PT NexAI Digital Infrastruktur Tbk (MGLV) berencana menerbitkan maksimal 285,73 juta saham baru. Dana tersebut akan digunakan untuk ekspansi bisnis, termasuk pengambilalihan PT Nextier Askara Center dan PT Nextier GenAI Center, serta pengembangan data center.
Sementara itu, PT Fortune Indonesia Tbk (FORU) menempuh skema inbreng saham PT Borneo Prima. Perusahaan ini berpotensi meraup dana hingga Rp 27,10 triliun melalui penerbitan 215,10 miliar saham baru dengan harga Rp 126 per lembar.
Di sisi lain, PT Widodo Makmur Perkasa Tbk (WMPP) menawarkan maksimal 8,47 miliar saham baru dengan potensi perolehan dana sekitar Rp 635,45 miliar. Fokus utama aksi korporasi WMPP ini adalah melakukan konversi utang menjadi saham untuk memperbaiki struktur permodalan.

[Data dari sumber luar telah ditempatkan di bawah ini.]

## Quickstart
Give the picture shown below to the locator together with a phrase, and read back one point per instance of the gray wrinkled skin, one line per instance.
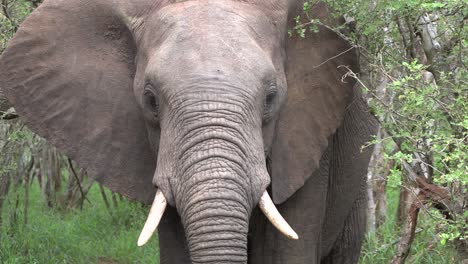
(212, 103)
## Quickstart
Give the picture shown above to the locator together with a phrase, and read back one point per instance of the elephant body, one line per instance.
(213, 107)
(334, 230)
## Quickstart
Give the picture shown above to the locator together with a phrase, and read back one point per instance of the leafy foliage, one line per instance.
(413, 57)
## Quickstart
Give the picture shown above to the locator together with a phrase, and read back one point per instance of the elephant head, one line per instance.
(209, 101)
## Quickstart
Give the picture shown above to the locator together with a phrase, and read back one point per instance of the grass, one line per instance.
(380, 247)
(93, 235)
(97, 235)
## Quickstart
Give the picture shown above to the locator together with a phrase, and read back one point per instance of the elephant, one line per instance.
(247, 141)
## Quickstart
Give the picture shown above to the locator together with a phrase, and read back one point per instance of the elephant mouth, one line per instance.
(266, 205)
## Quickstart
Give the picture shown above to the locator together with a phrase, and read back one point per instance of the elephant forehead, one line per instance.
(214, 22)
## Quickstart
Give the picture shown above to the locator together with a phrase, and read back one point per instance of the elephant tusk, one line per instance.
(270, 211)
(156, 212)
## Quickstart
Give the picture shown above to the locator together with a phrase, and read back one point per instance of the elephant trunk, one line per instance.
(212, 168)
(215, 201)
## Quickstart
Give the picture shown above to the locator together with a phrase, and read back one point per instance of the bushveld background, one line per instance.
(414, 76)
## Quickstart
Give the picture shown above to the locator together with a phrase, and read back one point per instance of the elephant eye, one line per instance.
(269, 103)
(150, 101)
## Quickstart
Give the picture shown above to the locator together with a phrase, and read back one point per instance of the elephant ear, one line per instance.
(68, 72)
(316, 102)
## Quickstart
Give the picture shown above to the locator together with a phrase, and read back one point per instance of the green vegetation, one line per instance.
(380, 246)
(95, 234)
(414, 74)
(100, 235)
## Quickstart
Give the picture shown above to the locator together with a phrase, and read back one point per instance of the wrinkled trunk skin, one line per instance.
(217, 186)
(214, 208)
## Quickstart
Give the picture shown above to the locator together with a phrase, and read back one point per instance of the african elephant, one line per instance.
(215, 106)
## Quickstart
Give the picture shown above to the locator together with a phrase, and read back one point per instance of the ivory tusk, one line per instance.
(270, 211)
(154, 216)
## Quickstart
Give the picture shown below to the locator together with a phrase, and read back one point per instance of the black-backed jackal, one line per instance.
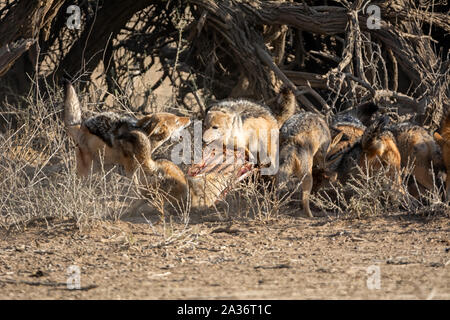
(93, 136)
(135, 155)
(285, 106)
(244, 124)
(443, 139)
(418, 148)
(203, 186)
(374, 149)
(379, 149)
(304, 142)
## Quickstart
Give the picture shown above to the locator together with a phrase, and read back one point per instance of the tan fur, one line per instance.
(135, 156)
(304, 142)
(161, 126)
(91, 148)
(379, 149)
(286, 105)
(443, 139)
(418, 147)
(202, 191)
(241, 123)
(374, 149)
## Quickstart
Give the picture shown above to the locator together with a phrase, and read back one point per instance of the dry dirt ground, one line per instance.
(284, 258)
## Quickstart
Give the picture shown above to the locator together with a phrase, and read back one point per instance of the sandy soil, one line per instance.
(285, 258)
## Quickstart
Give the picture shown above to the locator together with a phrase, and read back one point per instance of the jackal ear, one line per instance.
(440, 141)
(336, 140)
(236, 121)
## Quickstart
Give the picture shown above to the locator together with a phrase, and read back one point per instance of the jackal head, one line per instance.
(159, 127)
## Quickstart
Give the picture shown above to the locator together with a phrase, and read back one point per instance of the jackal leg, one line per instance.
(304, 173)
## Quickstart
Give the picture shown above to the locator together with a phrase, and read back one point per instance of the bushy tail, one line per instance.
(72, 108)
(285, 105)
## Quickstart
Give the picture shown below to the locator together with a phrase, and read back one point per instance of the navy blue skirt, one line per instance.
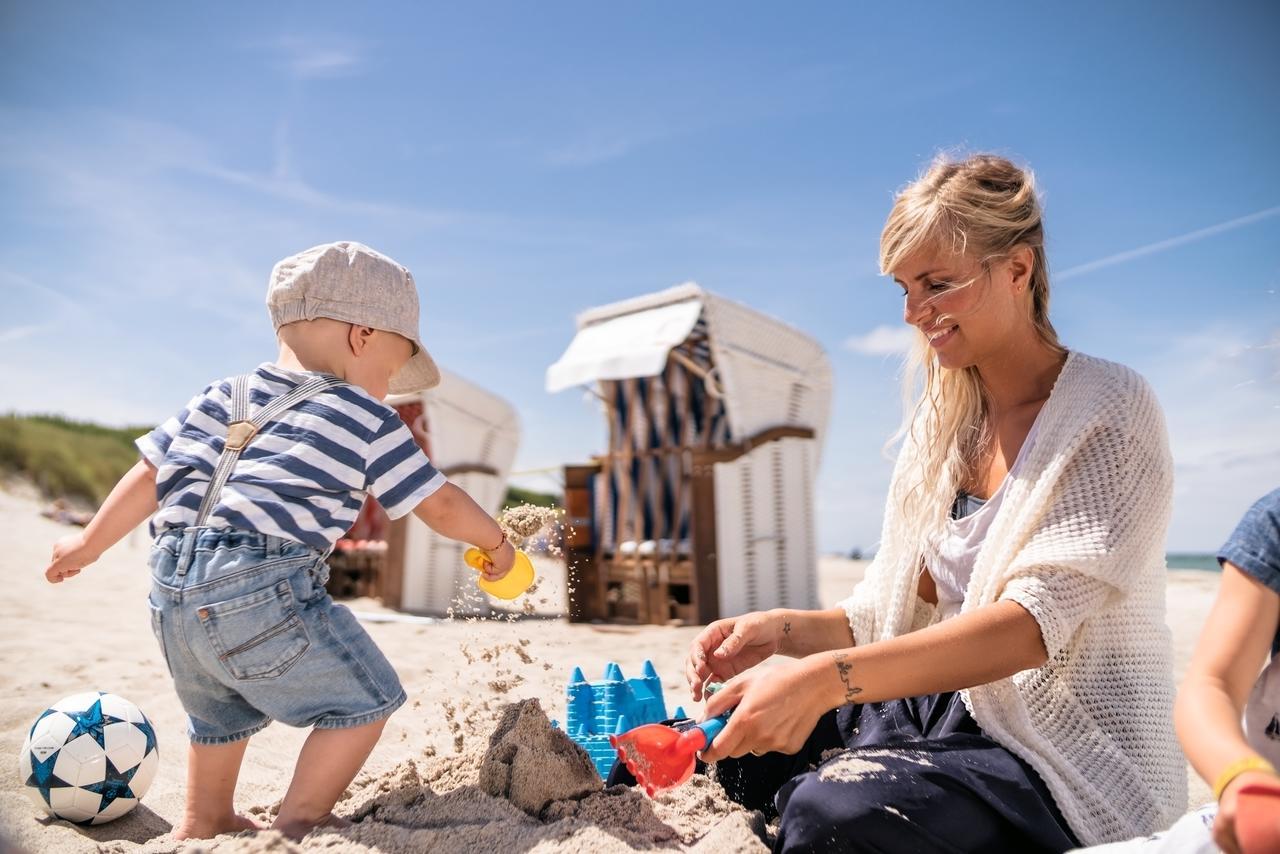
(913, 775)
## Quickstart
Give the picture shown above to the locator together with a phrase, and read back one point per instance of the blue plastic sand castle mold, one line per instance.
(615, 704)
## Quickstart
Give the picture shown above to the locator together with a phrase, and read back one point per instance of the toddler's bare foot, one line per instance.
(210, 827)
(296, 830)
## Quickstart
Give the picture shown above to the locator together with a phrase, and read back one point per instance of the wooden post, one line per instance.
(391, 580)
(705, 565)
(581, 549)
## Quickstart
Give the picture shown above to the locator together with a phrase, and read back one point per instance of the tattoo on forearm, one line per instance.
(845, 670)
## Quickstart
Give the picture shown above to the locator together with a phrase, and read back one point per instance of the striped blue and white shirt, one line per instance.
(304, 476)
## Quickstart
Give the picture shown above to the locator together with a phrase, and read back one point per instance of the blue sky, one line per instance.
(530, 160)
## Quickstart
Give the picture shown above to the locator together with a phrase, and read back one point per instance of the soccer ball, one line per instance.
(88, 758)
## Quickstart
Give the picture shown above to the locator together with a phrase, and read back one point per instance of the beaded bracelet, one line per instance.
(1238, 767)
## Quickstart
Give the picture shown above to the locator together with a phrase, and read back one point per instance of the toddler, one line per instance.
(251, 485)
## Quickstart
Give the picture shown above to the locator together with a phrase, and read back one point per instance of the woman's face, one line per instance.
(969, 311)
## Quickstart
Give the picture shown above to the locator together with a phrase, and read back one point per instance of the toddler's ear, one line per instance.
(359, 338)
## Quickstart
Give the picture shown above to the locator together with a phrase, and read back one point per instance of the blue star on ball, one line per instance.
(91, 722)
(114, 785)
(42, 776)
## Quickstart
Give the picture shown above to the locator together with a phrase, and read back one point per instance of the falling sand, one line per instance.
(526, 788)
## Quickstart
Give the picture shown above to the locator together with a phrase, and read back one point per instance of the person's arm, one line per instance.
(131, 502)
(1230, 653)
(452, 512)
(777, 707)
(731, 645)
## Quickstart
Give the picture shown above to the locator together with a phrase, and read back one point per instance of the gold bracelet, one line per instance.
(1238, 767)
(501, 543)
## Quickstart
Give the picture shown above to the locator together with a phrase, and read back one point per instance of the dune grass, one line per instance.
(81, 460)
(67, 459)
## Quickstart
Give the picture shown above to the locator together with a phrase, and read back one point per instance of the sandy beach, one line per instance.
(428, 782)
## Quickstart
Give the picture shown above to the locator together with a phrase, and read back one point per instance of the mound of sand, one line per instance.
(529, 789)
(531, 765)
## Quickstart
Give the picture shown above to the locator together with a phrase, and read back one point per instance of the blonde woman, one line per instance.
(1001, 677)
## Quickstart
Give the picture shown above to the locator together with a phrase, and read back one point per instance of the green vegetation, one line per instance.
(81, 460)
(67, 459)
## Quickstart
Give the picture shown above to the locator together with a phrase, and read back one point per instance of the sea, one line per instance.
(1192, 561)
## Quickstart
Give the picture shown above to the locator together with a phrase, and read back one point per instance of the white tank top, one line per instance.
(950, 560)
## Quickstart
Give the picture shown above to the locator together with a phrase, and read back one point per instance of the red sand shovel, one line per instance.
(1257, 818)
(661, 757)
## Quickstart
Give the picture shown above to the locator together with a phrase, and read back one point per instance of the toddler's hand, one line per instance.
(71, 556)
(499, 562)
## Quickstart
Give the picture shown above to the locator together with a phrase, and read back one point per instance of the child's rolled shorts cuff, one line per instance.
(224, 739)
(347, 721)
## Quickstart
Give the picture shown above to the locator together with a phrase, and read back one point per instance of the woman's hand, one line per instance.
(1224, 825)
(775, 708)
(727, 647)
(71, 556)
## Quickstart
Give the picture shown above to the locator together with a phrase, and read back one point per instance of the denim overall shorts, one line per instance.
(247, 629)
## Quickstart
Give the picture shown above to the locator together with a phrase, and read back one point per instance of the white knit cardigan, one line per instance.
(1079, 543)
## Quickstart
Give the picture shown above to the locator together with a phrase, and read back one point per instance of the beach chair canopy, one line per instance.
(767, 373)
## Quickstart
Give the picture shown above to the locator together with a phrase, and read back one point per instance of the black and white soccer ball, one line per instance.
(88, 758)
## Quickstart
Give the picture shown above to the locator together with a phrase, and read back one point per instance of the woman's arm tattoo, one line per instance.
(845, 670)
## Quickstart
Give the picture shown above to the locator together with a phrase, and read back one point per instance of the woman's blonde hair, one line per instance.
(983, 208)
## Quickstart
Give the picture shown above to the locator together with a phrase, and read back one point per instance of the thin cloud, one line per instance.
(18, 333)
(1160, 246)
(883, 341)
(312, 58)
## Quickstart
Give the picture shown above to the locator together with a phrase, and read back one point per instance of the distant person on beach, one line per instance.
(1001, 679)
(255, 480)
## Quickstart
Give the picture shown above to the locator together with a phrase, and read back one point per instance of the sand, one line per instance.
(457, 767)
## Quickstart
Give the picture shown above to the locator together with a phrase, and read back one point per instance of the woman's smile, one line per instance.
(941, 334)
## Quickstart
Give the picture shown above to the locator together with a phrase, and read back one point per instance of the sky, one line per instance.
(531, 160)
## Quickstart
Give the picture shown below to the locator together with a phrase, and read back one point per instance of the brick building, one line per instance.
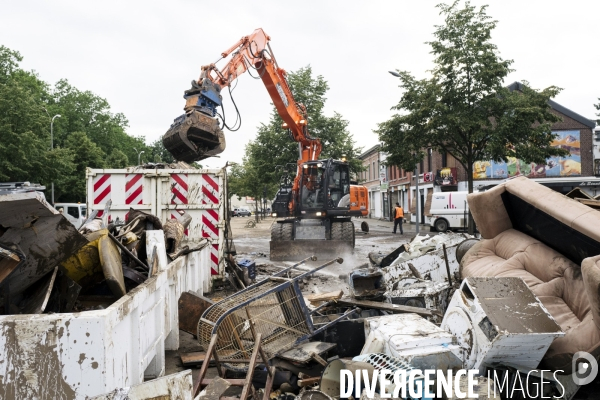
(372, 178)
(441, 172)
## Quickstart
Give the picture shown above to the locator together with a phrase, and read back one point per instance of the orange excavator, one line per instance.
(314, 209)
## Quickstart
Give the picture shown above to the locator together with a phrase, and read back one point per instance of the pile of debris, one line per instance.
(403, 315)
(48, 266)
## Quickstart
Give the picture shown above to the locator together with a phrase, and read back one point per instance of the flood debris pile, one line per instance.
(447, 303)
(48, 266)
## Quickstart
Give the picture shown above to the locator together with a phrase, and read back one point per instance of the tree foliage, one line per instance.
(464, 109)
(273, 146)
(87, 133)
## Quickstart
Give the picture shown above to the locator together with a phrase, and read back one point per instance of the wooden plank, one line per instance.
(303, 352)
(216, 388)
(248, 384)
(329, 296)
(396, 308)
(193, 358)
(232, 382)
(204, 368)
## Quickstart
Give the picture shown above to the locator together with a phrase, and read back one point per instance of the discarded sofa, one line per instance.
(552, 242)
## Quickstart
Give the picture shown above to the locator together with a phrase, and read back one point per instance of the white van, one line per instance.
(449, 210)
(75, 213)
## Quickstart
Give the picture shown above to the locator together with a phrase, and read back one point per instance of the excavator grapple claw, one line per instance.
(194, 136)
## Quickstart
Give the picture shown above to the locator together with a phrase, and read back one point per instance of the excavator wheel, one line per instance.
(276, 232)
(348, 232)
(194, 136)
(336, 231)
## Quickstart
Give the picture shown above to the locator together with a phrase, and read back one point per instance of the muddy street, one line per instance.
(253, 243)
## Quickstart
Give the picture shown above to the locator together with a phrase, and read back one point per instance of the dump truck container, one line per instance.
(166, 193)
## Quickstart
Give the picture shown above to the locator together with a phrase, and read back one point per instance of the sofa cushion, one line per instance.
(591, 277)
(560, 311)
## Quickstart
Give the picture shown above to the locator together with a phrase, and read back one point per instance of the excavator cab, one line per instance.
(321, 221)
(325, 187)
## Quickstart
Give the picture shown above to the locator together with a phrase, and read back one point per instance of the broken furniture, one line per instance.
(424, 273)
(366, 283)
(273, 307)
(413, 340)
(191, 308)
(539, 235)
(499, 321)
(211, 354)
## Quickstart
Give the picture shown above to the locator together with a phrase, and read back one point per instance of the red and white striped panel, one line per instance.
(134, 188)
(179, 188)
(210, 218)
(179, 193)
(210, 221)
(102, 190)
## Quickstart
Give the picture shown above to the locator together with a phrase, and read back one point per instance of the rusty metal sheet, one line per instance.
(42, 233)
(297, 250)
(37, 296)
(9, 259)
(191, 308)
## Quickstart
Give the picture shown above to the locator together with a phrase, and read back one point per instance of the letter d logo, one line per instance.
(585, 368)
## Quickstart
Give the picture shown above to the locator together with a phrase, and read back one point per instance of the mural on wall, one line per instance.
(554, 166)
(446, 177)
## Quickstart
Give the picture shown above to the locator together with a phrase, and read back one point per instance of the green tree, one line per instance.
(86, 154)
(158, 153)
(464, 109)
(273, 145)
(117, 159)
(24, 127)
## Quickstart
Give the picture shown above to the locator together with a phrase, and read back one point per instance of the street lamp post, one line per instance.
(139, 154)
(52, 142)
(417, 195)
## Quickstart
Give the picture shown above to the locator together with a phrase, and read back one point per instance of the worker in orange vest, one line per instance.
(398, 217)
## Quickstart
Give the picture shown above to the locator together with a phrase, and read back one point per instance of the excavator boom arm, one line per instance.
(254, 52)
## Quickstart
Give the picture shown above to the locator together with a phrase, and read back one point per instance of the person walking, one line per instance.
(398, 217)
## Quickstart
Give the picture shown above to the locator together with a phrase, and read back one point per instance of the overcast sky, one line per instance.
(142, 55)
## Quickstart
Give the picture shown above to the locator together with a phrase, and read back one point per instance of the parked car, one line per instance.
(241, 212)
(76, 213)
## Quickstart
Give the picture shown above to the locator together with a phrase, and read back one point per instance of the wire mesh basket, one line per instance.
(273, 307)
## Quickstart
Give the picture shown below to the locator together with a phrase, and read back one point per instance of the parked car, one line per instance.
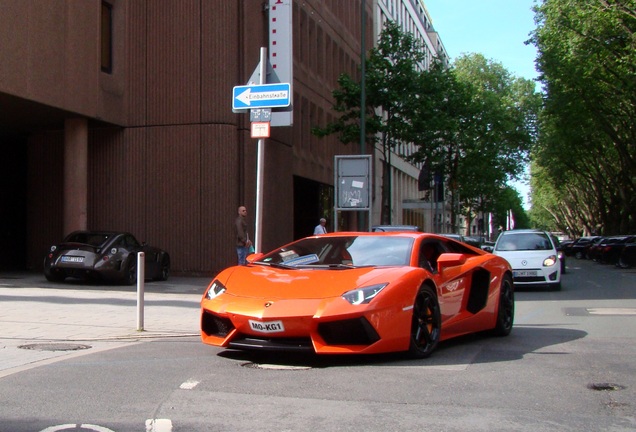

Menanggapi fenomena tersebut, Senior Market Analyst Mirae Asset Sekuritas, Nafan Aji Gusta, memberikan pandangannya. Menurutnya, tren rights issue sepanjang 2026 menunjukkan bahwa emiten lebih selektif dalam memanfaatkan aksi korporasi ini dibandingkan hanya sekadar mencari tambahan modal, ujar Nafan Aji Gusta.
Nafan menjelaskan bahwa setiap perusahaan memiliki agenda spesifik dalam penggunaan dana hasil rights issue. Misalnya, MGLV berorientasi pada pendanaan ekspansi, FORU untuk transformasi bisnis melalui skema inbreng, dan WMPP difokuskan pada perbaikan struktur permodalan melalui konversi utang, kata Nafan Aji Gusta.
Ia pun memberikan saran bagi para investor di pasar modal. Investor perlu memperhatikan secara saksama tujuan penggunaan dana, kualitas aset yang diperoleh, serta potensi kemampuan rights issue tersebut dalam meningkatkan profitabilitas perusahaan di masa depan, tambah Nafan Aji Gusta.